Continuação do legado do colonialismo
A longa história do colonialismo e da escravatura não sai da minha mente nestes dias enquanto vivo este genocídio.
Israel não foi criado do nada, mas sim dá continuidade ao feio legado das nações colonialistas, da América à Austrália, que aniquilaram e escravizaram os povos originários.
Hoje, Israel é um filho leal deste legado.
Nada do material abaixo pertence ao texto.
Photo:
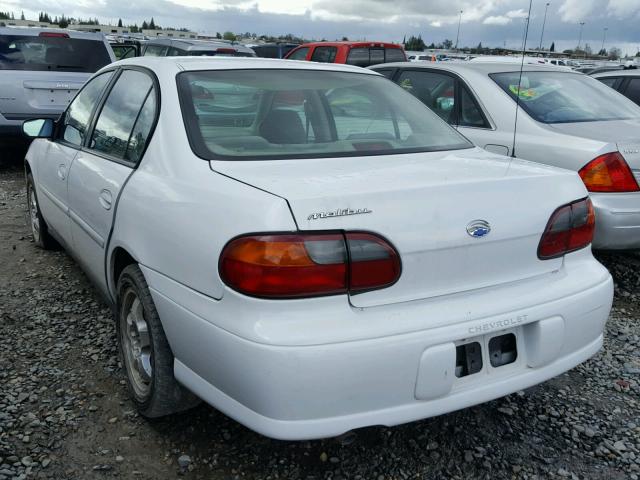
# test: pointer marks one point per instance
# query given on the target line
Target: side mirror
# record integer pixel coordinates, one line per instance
(39, 128)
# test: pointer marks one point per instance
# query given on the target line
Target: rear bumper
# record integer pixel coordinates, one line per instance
(617, 221)
(321, 390)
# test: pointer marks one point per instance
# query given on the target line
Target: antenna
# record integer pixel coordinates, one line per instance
(524, 51)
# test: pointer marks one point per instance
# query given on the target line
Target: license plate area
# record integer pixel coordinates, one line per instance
(472, 355)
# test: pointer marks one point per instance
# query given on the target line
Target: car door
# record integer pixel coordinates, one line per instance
(52, 168)
(118, 138)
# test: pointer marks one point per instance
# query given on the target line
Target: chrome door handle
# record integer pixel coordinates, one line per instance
(105, 199)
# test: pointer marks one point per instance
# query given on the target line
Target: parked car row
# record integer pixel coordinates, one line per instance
(374, 251)
(360, 261)
(567, 120)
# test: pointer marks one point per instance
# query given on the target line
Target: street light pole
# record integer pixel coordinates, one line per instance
(580, 38)
(543, 23)
(458, 34)
(604, 37)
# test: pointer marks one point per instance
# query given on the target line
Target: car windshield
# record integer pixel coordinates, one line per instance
(272, 114)
(557, 97)
(43, 53)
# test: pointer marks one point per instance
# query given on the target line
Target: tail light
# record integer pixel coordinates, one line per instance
(608, 173)
(308, 265)
(569, 229)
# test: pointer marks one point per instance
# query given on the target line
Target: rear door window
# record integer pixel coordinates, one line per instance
(52, 53)
(633, 90)
(470, 112)
(324, 54)
(75, 120)
(435, 90)
(359, 57)
(613, 82)
(396, 55)
(300, 54)
(114, 128)
(376, 56)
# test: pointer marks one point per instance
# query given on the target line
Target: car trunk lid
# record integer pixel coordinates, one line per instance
(424, 204)
(29, 94)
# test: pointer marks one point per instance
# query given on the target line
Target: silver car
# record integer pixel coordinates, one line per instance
(627, 82)
(566, 119)
(41, 70)
(170, 47)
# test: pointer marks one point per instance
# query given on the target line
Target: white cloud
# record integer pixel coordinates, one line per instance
(575, 11)
(497, 20)
(624, 8)
(520, 13)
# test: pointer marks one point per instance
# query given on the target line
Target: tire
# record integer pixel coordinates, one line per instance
(39, 230)
(145, 352)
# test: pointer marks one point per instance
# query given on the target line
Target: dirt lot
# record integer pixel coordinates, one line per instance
(65, 411)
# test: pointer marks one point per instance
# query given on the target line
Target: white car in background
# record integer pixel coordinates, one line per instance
(41, 70)
(310, 249)
(566, 119)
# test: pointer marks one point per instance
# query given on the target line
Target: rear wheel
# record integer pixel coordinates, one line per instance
(39, 231)
(145, 352)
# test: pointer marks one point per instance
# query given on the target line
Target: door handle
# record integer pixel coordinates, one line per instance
(105, 198)
(62, 171)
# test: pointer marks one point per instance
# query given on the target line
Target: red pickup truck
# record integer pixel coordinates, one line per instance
(362, 54)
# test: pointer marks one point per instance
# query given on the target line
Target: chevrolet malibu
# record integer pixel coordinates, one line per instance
(566, 119)
(308, 248)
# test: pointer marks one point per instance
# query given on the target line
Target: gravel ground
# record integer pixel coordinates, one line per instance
(65, 411)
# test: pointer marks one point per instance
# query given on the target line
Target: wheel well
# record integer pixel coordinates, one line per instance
(121, 259)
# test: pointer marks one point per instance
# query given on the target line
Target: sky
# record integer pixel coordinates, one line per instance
(492, 22)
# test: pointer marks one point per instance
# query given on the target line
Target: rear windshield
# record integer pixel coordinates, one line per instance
(272, 114)
(21, 52)
(364, 57)
(555, 97)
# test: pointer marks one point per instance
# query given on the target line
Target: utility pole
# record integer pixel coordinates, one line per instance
(544, 23)
(458, 34)
(580, 37)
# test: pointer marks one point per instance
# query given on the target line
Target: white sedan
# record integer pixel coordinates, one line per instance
(308, 248)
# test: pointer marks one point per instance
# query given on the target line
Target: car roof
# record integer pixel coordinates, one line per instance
(476, 67)
(352, 44)
(634, 72)
(35, 31)
(235, 63)
(193, 44)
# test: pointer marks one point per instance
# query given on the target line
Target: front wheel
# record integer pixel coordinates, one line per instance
(145, 352)
(39, 230)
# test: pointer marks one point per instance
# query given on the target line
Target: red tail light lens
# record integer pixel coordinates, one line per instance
(608, 173)
(569, 229)
(308, 265)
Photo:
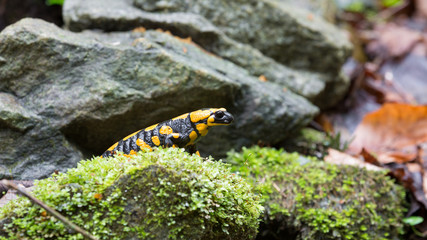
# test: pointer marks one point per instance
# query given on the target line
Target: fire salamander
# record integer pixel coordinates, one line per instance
(183, 131)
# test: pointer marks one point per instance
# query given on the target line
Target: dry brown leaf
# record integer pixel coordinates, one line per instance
(394, 39)
(340, 158)
(139, 29)
(421, 7)
(393, 126)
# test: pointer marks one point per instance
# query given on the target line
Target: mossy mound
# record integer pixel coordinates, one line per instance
(164, 194)
(309, 199)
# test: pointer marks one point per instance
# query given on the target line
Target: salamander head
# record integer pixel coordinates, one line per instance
(212, 117)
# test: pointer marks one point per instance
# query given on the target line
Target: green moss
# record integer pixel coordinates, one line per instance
(322, 201)
(164, 194)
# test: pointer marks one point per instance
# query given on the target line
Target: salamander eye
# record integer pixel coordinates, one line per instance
(219, 114)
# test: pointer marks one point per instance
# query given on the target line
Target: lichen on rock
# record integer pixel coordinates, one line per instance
(308, 199)
(164, 194)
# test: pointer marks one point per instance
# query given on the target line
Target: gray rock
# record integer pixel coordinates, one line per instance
(316, 48)
(81, 92)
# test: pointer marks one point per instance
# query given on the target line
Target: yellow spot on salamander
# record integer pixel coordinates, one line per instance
(199, 115)
(202, 128)
(155, 140)
(193, 137)
(183, 116)
(175, 135)
(151, 127)
(130, 135)
(165, 130)
(112, 147)
(142, 144)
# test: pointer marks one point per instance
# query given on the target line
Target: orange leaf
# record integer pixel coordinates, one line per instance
(393, 126)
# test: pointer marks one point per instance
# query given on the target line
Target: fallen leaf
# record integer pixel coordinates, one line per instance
(139, 29)
(262, 78)
(340, 158)
(97, 196)
(393, 126)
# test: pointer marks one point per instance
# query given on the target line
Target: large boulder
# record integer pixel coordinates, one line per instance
(165, 194)
(70, 95)
(285, 44)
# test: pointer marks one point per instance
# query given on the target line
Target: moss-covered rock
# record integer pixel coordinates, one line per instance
(164, 194)
(309, 199)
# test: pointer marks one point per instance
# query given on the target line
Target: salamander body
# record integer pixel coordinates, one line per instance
(182, 131)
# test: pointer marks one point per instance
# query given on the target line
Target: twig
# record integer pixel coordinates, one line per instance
(56, 214)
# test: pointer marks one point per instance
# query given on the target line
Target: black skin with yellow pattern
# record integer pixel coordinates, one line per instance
(183, 131)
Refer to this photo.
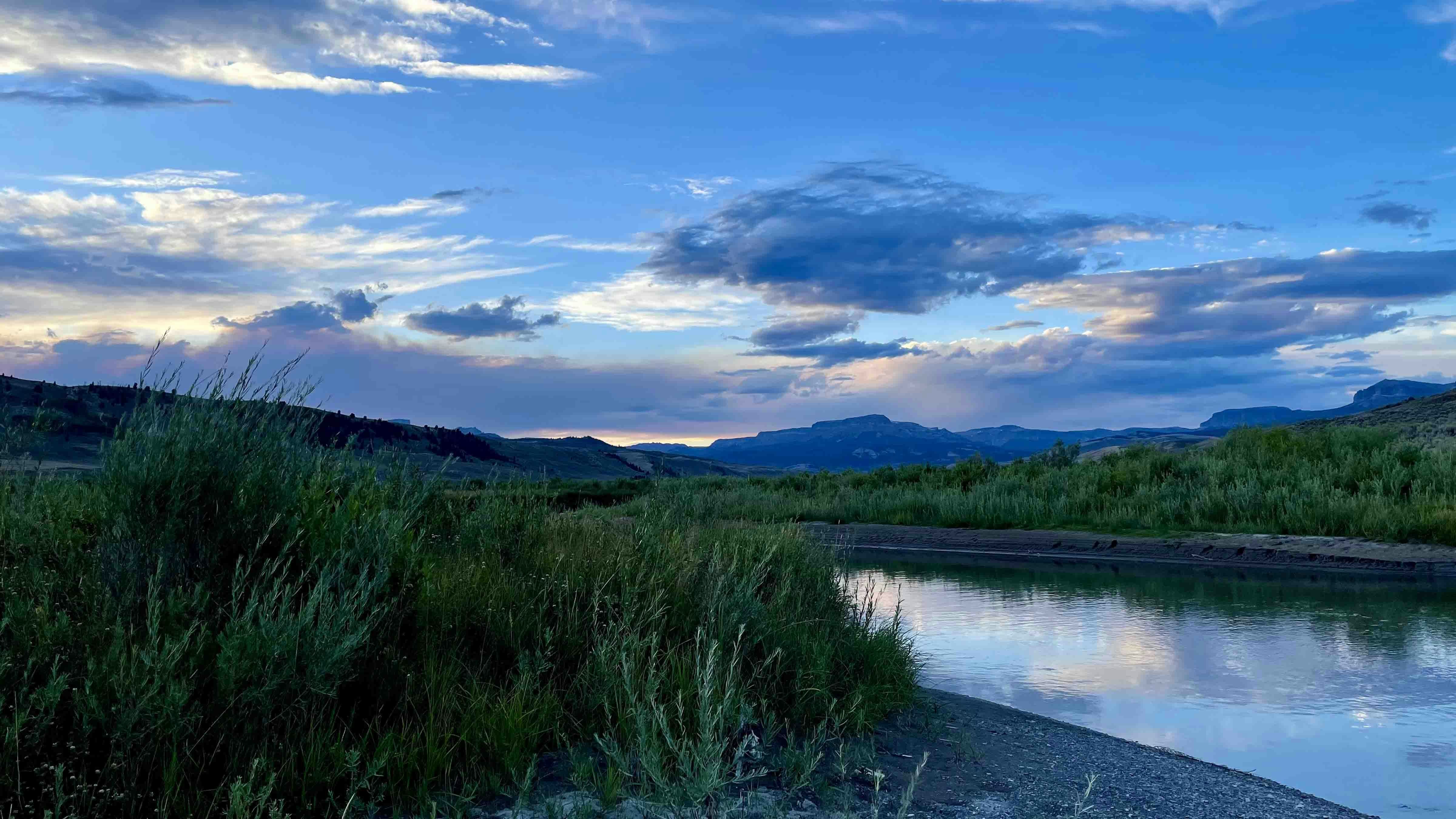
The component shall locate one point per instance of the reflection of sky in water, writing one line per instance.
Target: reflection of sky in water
(1340, 689)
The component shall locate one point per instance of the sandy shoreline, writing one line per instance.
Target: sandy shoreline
(982, 760)
(1026, 766)
(1273, 553)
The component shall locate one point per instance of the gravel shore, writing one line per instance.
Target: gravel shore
(980, 760)
(1260, 553)
(1034, 767)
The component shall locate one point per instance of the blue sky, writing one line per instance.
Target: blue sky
(679, 222)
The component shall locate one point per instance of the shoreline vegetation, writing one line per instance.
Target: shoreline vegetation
(1340, 481)
(231, 622)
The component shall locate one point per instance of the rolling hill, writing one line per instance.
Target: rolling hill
(76, 420)
(851, 443)
(1426, 420)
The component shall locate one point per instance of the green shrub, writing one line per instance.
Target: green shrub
(1347, 481)
(231, 622)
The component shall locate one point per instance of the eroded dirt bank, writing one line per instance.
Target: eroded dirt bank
(982, 760)
(1231, 551)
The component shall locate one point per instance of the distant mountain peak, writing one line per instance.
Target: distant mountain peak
(855, 422)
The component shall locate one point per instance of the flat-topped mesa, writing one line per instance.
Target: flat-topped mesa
(857, 422)
(1391, 391)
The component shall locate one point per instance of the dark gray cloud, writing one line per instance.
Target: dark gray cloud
(478, 321)
(1355, 371)
(110, 93)
(880, 237)
(844, 352)
(299, 317)
(804, 330)
(116, 271)
(463, 193)
(1020, 324)
(346, 307)
(1400, 215)
(1251, 307)
(354, 305)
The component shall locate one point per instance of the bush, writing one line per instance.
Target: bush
(232, 622)
(1347, 481)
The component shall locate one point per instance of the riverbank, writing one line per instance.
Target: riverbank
(1026, 766)
(980, 760)
(1276, 553)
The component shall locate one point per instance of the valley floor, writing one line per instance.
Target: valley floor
(1276, 553)
(983, 760)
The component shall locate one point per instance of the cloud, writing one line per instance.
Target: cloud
(212, 238)
(1400, 215)
(443, 203)
(302, 317)
(704, 189)
(1353, 372)
(164, 178)
(1224, 12)
(111, 93)
(638, 245)
(1439, 12)
(643, 304)
(1020, 324)
(353, 305)
(507, 72)
(1250, 307)
(257, 43)
(346, 307)
(1350, 356)
(809, 329)
(609, 18)
(880, 237)
(478, 321)
(844, 352)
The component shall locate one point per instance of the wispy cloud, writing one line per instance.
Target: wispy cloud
(1021, 324)
(506, 320)
(573, 244)
(111, 93)
(162, 178)
(638, 302)
(1400, 215)
(252, 43)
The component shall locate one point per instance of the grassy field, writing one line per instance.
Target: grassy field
(1333, 480)
(229, 622)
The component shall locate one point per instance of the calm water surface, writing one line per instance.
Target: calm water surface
(1340, 689)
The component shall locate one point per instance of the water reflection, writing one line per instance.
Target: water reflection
(1343, 689)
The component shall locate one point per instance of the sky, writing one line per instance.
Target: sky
(682, 222)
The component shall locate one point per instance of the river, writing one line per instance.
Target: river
(1339, 687)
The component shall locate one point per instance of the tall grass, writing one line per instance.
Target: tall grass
(1365, 483)
(229, 622)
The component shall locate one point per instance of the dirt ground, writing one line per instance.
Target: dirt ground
(1235, 551)
(980, 760)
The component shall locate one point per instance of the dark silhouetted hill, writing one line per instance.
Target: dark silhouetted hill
(851, 443)
(76, 420)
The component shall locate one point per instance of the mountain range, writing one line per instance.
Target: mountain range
(876, 441)
(81, 419)
(86, 416)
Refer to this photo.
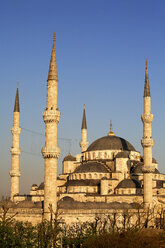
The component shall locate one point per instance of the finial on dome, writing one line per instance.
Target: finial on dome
(111, 133)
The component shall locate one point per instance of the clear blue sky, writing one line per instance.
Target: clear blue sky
(101, 49)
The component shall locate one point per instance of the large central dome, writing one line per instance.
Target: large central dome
(111, 143)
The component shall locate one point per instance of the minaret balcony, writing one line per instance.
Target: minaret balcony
(50, 152)
(148, 169)
(51, 116)
(147, 118)
(84, 145)
(15, 173)
(147, 142)
(16, 130)
(15, 151)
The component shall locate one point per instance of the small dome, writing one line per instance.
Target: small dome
(154, 161)
(67, 199)
(129, 183)
(41, 186)
(34, 185)
(138, 169)
(111, 143)
(69, 157)
(91, 167)
(122, 155)
(87, 182)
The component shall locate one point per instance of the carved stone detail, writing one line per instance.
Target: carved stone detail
(147, 118)
(51, 116)
(16, 130)
(15, 173)
(15, 151)
(50, 152)
(148, 169)
(146, 142)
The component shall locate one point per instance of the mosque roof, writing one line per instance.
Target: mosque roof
(138, 169)
(87, 182)
(111, 142)
(91, 167)
(122, 155)
(129, 183)
(69, 157)
(70, 203)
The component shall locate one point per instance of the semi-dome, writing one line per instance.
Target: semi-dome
(124, 154)
(91, 167)
(129, 183)
(69, 157)
(138, 169)
(111, 143)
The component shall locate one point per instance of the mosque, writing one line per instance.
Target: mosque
(109, 175)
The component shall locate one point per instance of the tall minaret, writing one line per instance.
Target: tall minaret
(147, 143)
(15, 150)
(51, 152)
(84, 142)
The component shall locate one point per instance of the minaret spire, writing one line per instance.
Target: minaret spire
(15, 149)
(52, 75)
(146, 86)
(147, 143)
(16, 105)
(50, 151)
(84, 123)
(84, 143)
(111, 133)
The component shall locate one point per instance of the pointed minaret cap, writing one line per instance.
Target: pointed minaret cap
(84, 123)
(111, 133)
(16, 105)
(146, 86)
(52, 75)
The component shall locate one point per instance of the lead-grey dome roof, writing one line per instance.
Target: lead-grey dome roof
(91, 167)
(129, 183)
(111, 143)
(69, 157)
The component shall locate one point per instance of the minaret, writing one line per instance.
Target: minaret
(111, 133)
(147, 143)
(84, 143)
(51, 152)
(15, 150)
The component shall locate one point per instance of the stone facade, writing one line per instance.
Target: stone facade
(108, 176)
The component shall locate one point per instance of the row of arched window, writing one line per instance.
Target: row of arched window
(88, 176)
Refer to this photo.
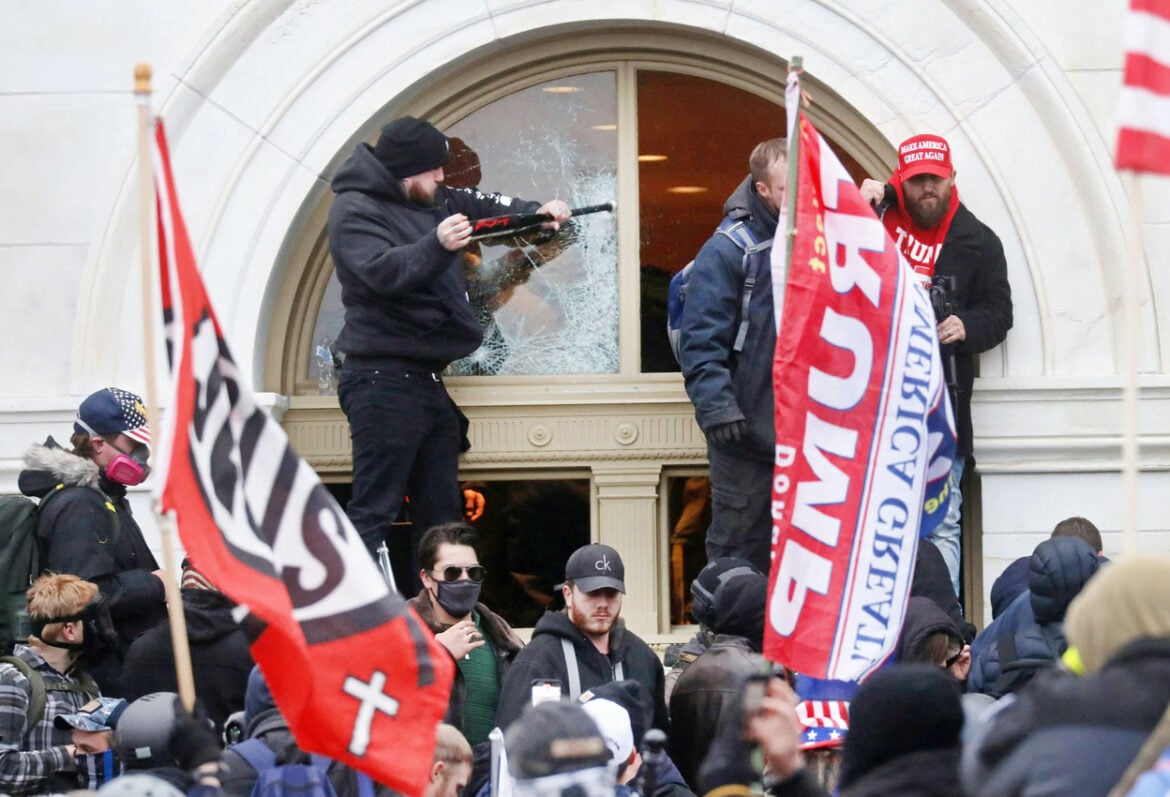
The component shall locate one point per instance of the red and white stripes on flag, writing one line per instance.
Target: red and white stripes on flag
(1143, 139)
(353, 671)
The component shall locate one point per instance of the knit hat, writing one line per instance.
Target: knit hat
(100, 714)
(112, 411)
(901, 709)
(1122, 603)
(596, 568)
(410, 146)
(632, 696)
(553, 737)
(707, 584)
(924, 155)
(256, 695)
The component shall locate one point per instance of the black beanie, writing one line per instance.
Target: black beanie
(410, 146)
(901, 709)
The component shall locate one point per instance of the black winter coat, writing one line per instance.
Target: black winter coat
(544, 657)
(220, 657)
(88, 530)
(1069, 735)
(405, 295)
(983, 300)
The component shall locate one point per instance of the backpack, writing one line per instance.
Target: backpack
(676, 294)
(20, 563)
(308, 780)
(38, 691)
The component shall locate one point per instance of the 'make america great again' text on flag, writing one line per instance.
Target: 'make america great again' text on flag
(864, 431)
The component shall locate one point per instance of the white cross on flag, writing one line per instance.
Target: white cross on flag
(1143, 139)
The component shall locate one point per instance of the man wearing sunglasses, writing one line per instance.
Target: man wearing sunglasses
(480, 640)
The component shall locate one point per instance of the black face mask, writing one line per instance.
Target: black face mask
(98, 638)
(459, 598)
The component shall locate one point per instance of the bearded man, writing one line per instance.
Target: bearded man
(961, 261)
(586, 645)
(396, 234)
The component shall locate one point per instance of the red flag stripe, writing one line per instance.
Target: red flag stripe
(1143, 71)
(1156, 7)
(1143, 151)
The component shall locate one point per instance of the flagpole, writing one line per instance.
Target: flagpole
(1130, 344)
(181, 647)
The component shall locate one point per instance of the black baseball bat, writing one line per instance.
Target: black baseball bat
(522, 222)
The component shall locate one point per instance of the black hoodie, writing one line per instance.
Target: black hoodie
(405, 295)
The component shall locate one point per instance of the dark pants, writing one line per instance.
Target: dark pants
(407, 435)
(741, 508)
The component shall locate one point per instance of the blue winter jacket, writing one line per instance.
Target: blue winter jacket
(725, 385)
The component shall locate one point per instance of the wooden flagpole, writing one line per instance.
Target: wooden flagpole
(145, 241)
(1130, 344)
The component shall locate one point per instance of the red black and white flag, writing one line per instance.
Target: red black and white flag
(1143, 139)
(864, 431)
(355, 672)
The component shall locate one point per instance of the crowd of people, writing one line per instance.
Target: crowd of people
(1065, 692)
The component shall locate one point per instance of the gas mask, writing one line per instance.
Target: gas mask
(98, 637)
(130, 468)
(96, 768)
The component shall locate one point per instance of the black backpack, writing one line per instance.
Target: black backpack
(20, 562)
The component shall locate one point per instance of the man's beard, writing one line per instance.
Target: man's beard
(590, 625)
(420, 196)
(929, 218)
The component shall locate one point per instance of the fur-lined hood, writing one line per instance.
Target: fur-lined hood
(50, 465)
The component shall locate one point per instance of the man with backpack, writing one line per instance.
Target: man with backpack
(727, 341)
(84, 524)
(40, 682)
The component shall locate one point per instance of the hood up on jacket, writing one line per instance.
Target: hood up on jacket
(49, 465)
(1059, 569)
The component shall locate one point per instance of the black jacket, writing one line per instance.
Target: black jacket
(544, 657)
(983, 300)
(405, 295)
(1068, 735)
(220, 658)
(89, 530)
(725, 385)
(497, 633)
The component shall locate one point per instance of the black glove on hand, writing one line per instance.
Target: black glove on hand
(728, 434)
(193, 741)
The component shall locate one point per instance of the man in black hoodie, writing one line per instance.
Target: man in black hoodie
(585, 645)
(396, 234)
(727, 361)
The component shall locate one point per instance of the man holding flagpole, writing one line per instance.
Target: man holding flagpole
(961, 261)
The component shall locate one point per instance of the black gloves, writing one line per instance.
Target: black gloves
(193, 741)
(727, 435)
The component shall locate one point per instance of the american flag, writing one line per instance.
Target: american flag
(826, 722)
(1143, 141)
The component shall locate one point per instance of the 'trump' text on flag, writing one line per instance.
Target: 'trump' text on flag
(356, 674)
(865, 438)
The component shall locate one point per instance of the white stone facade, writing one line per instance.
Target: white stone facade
(260, 97)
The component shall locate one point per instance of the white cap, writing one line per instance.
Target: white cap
(613, 721)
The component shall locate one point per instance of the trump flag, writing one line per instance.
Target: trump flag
(356, 674)
(864, 432)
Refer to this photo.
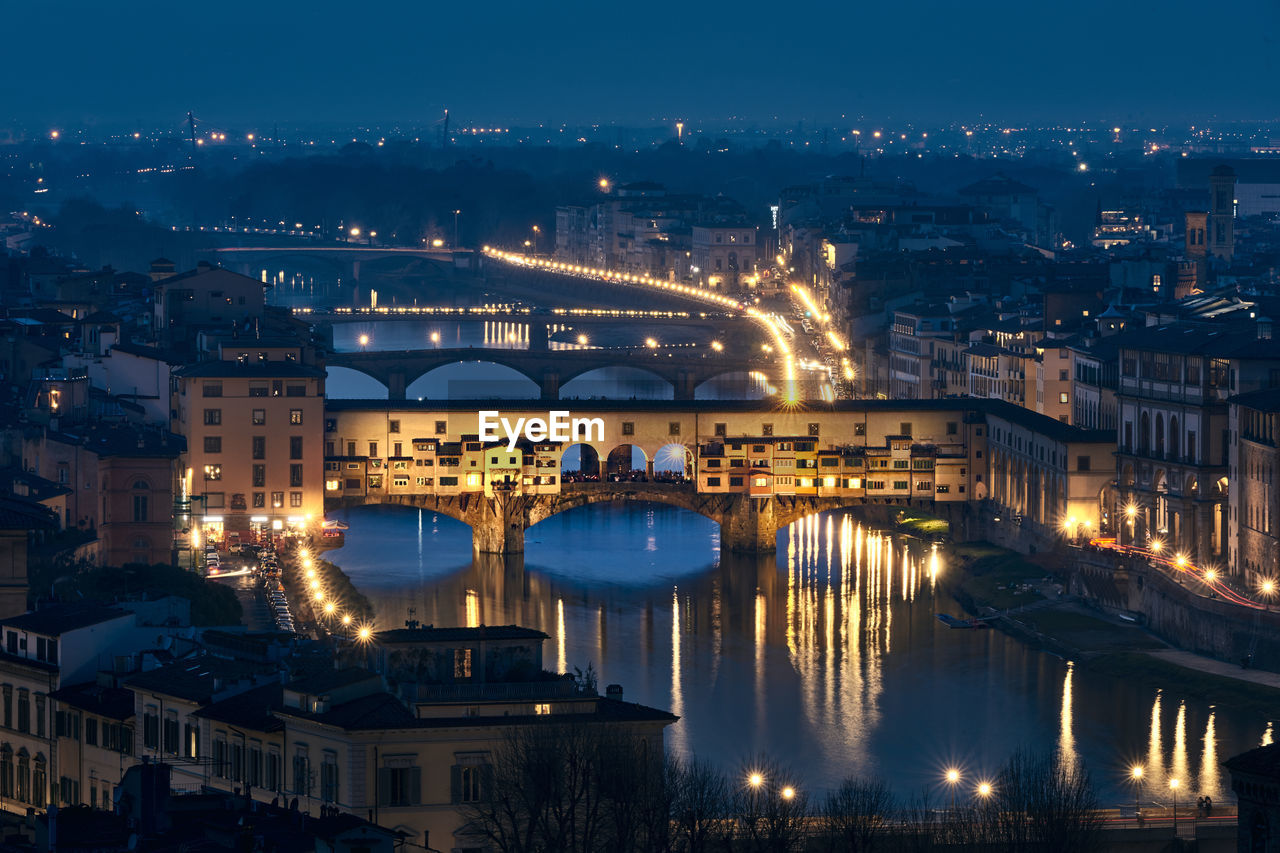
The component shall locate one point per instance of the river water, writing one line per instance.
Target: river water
(827, 656)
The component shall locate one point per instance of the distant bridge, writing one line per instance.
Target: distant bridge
(346, 259)
(549, 369)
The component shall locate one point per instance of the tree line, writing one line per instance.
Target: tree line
(581, 789)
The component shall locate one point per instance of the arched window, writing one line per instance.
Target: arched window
(7, 771)
(23, 788)
(40, 781)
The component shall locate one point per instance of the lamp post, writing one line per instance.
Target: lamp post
(1136, 775)
(952, 779)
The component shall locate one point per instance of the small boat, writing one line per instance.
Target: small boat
(951, 621)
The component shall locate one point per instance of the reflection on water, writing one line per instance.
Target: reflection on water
(827, 655)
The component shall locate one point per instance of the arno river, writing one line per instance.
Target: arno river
(827, 656)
Quando os responsáveis deste estado genocida descrevem os palestinos como “animais humanos”, falam da mesma mentalidade, com as suas raízes em ideias de superioridade racial, daquelas potências coloniais que vieram antes deles.
Os invasores europeus também viam os povos colonizados como animais humanos, e esta imagem mental é um pré-requisito para cometer um genocídio.
Portanto, este confronto que está a ocorrer agora, mesmo que o seu domínio seja Gaza, é na sua essência um confronto global.
Todos os governos que favorecem este estado genocida são uma extensão dos regimes coloniais de supremacia racial.
Em oposição, os milhões de pessoas livres que se manifestam em cidades dos EUA, Reino Unido, Europa, África do Sul e Leste Asiático personificam a rejeição desta doutrina.
Estes milhões, cujas exigências são continuamente ignoradas pelos governos, representam a esperança de que um novo mundo nascerá no meio desta escuridão, se continuarmos a nossa luta ativa.
Este pode ser um mundo onde cairão regimes genocidas, discriminação racial e limpeza étnica. Pode nascer um sistema novo e justo, onde pessoas livres possam expressar as suas vontades e valores morais e onde o respeito pelos direitos humanos não dependa dos interesses dos poderosos.
Ahmed Abu Artema é escritor, ativista e refugiado palestino de Ramle.